Nonstationary multi-output Gaussian processes via harmonizable spectral mixtures
Mat\'ias Altamirano, Felipe Tobar

TL;DR
This paper introduces a nonstationary extension of Multi-Output Spectral Mixture kernels for Gaussian processes, enabling automatic identification of nonstationary behaviors and broadening applicability to real-world nonstationary data.
Contribution
It proposes harmonizable kernels for MOGPs that encompass both stationary and non-stationary processes, removing the need for manual kernel selection.
Findings
Successfully models nonstationary data in synthetic experiments.

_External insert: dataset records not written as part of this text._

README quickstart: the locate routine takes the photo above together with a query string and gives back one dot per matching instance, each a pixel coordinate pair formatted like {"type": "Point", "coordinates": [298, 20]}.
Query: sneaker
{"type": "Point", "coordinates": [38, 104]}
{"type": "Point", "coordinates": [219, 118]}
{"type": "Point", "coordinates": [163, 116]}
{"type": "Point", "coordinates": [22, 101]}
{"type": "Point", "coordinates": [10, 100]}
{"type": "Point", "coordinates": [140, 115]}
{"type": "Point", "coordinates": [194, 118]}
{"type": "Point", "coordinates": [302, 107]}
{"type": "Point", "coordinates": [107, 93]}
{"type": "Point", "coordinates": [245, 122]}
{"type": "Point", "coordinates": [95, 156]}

Outperforms existing MOGP methods on finance and EEG datasets.
Automatically detects nonstationary behavior without prior specification.
Abstract
Kernel design for Multi-output Gaussian Processes (MOGP) has received increased attention recently. In particular, the Multi-Output Spectral Mixture kernel (MOSM) arXiv:1709.01298 approach has been praised as a general model in the sense that it extends other approaches such as Linear Model of Corregionalization, Intrinsic Corregionalization Model and Cross-Spectral Mixture. MOSM relies on Cram\'er's theorem to parametrise the power spectral densities (PSD) as a Gaussian mixture, thus, having a structural restriction: by assuming the existence of a PSD, the method is only suited for multi-output stationary applications. We develop a nonstationary extension of MOSM by proposing the family of harmonizable kernels for MOGPs, a class of kernels that contains both stationary and a vast majority of non-stationary processes. A main contribution of the proposed harmonizable kernels is that they…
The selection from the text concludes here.